🤖 AI Summary
To address the excessive computational and memory overhead in large language model (LLM) deployment, this paper proposes a structured post-training pruning method grounded in expander graph theory. It is the first to incorporate the strong connectivity property of expander graphs into N:M sparse pruning design, enabling a theoretically principled weight selection mechanism that preserves critical information-flow paths while ensuring global connectivity and robustness of the pruned network. Compared to conventional structured pruning, our approach significantly improves accuracy retention under high sparsity. Evaluated on Llama-2 and OPT, it achieves an average 2.1× inference speedup and 48% memory reduction, outperforming state-of-the-art methods by 1.3–2.7 percentage points in accuracy. The core contribution lies in establishing a formal theoretical link between expander graph properties and the learnability of sparse structures, thereby introducing a novel paradigm for efficient LLM deployment.
📝 Abstract
As Large Language Models (LLMs) become more widely adopted and scale up in size, the computational and memory challenges involved in deploying these massive foundation models have grown increasingly severe.

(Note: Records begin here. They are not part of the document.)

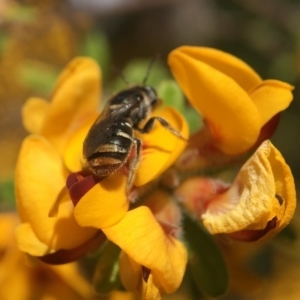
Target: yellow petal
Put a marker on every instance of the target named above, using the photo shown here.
(160, 147)
(231, 115)
(103, 205)
(28, 241)
(140, 236)
(40, 181)
(285, 188)
(250, 203)
(270, 98)
(150, 290)
(226, 63)
(34, 113)
(73, 152)
(75, 98)
(71, 275)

This underscores the urgent need to develop more efficient model variants. Faced with this challenge, the present work introduces EGGS-PTP: an Expander-Graph Guided Structured Post-training Pruning method. The proposed approach leverages graph theory to guide the design of N:M structured pruning, effectively reducing model size and computational demands. By incorporating concepts from expander graphs, EGGS-PTP ensures information flow within the pruned network, preserving essential model functionality. Extensive numerical experiments demonstrate that EGGS-PTP not only achieves significant acceleration and memory savings due to structured sparsity but also outperforms existing structured pruning techniques in terms of accuracy across various LLMs.